Not far from this Miracle Site is the Town of Capernaum, commonly referred to as the Town of Jesus. It was actually the home of St Peter but where Jesus spent much of his time. A church has been built here over the site of the home and in this case it has been done without destroying the archeological site below by simply placing the church on legs that straddle the old buildings. Very close by is a synagogue (actually two – one built directly on the foundations of the earlier one) where Jesus might have taught.
A beautiful statue of St Peter sits in a pleasant courtyard overlooking the Sea of Galilee and – in the absence of tourists wishing to be seated at its base for the inevitable photograph – provides a very attractive scene. With the odd fishing boat out on the Lake, one could easily imagine it as a scene that Jesus Himself would have recognized as much of his ministry was centered in this area.
We then drove around the eastern shore of the Sea of Galilee, having crossed the Jordan River at its point of entry to the lake. We were then at the base of the Golan Heights, an area that has seen much conflict and one which was taken by Israel from Syria in the 1967 Six Day War. This, a large section of Jordan west of the Jordan River (The West Bank) and the Gaza Strip were each brought into the State of Israel as a result of that short but one-sided war against Syria, Jordan and Egypt. The drive along the eastern shore, in this annexed region of the Golan Heights, was very attractive and the hills to the east and north were again very reminiscent of northern Italy. At first glance it appeared that the hillsides we could see were unoccupied but closer inspection revealed dozens of villages and towns, filled with new Israeli citizens!

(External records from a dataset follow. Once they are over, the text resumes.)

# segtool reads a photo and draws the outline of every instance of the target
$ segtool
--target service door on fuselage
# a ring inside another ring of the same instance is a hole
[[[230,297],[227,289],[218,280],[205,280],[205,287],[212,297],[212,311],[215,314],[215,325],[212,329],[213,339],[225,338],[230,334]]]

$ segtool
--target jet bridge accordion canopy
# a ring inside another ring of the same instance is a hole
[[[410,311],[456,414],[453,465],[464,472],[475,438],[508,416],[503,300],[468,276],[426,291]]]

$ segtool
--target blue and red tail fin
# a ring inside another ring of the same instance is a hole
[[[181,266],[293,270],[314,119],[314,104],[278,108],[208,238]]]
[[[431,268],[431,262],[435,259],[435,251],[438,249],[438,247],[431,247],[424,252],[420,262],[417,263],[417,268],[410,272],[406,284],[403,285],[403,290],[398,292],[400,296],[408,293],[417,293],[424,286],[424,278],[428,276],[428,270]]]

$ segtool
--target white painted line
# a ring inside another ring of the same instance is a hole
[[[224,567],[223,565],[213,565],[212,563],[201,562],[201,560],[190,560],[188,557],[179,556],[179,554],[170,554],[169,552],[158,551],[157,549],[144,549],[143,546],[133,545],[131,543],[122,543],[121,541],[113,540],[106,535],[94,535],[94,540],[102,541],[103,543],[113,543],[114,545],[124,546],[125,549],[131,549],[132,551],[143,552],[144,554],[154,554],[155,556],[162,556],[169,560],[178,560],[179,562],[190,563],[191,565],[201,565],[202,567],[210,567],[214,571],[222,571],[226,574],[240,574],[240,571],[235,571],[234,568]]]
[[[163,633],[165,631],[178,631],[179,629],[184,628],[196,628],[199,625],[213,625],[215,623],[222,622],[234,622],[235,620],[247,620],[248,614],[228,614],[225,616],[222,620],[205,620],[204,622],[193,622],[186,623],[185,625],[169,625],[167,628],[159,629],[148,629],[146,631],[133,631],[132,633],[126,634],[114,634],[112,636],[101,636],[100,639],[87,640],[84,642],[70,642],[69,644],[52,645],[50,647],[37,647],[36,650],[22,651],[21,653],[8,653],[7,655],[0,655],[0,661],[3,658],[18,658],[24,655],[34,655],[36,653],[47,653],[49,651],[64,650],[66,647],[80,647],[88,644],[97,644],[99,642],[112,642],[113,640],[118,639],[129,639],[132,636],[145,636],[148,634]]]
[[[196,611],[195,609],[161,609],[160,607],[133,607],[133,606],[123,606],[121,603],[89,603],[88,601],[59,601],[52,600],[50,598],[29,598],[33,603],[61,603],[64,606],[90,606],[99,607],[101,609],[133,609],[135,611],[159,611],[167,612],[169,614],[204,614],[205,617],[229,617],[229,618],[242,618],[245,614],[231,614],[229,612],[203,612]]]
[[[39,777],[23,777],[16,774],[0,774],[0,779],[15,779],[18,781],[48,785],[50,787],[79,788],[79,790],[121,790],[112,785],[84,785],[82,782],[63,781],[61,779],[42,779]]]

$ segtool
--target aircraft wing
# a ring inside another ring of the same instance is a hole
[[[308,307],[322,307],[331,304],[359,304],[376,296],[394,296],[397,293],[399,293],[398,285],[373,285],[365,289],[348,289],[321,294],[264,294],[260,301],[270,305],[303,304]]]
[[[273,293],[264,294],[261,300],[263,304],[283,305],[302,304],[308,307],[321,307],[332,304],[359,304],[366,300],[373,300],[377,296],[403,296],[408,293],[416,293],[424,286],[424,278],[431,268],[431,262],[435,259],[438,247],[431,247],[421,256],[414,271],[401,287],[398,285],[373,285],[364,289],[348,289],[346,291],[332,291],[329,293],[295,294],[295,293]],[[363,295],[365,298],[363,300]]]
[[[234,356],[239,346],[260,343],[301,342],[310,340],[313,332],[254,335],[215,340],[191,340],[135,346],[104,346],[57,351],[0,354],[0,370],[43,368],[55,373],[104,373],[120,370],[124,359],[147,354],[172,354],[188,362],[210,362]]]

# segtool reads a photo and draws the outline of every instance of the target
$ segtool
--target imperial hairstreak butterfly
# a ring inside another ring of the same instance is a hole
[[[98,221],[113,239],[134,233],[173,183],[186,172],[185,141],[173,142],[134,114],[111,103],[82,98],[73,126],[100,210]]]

At the southern end of the Sea of Galilee we crossed the Jordan River to the west and made our final stop for the day at the Baptism Site. This is a well-organized and commercial site that may or may not be the place where John the Baptist baptized Jesus. But it does sit on the western bank of the Jordan River, is close to Jericho and has been designated as such for those who wish to accept. When I mentioned to our guide that we had visited “the Baptism Site” on the other side of the river and further south in Jordan, he simply responded that no-one claimed this as the one true place. The site we had visited several years ago was not actually “in” the river, although not more than a few yards from the slowly flowing water. An early church had been built at that site in Jordan; no such “statement of authenticity” had been made here.
However, this site in Israel was actually on the River Jordan and areas had been prepared and surrounded by railings so that those inclined could be baptized in safety and, with the aid of a robe available from the gift shop for $25, in relative modesty. Although there were a number of obvious church groups here and some may well have had ordained ministers to perform the ceremony, it would appear that immersion baptisms here were mostly self-imposed or performed by friends or family. It is not for those like us, who simply chose to watch, to challenge either the authenticity or its impact on those who actually participated.
Following this visit it was time to leave the hot valley (high temperature for the day was almost 100F) and take the two hour drive back to Tel Aviv. The climb out of the river valley was steep and had spectacular views of the River Jordan and the Sea of Galilee and much of the rest of the way was through the fertile plains and modest hills of Central Israel. We arrived back at the hotel almost exactly 12 hours after we had left, tired but so pleased that we had taken this tour “In the Footsteps of Jesus”.
This essentially ended our visit to the Holy Land as we used Thursday to simply relax and wind down after a hectic but moving eight days in this wonderful country. On Friday it was on to more familiar territory in England.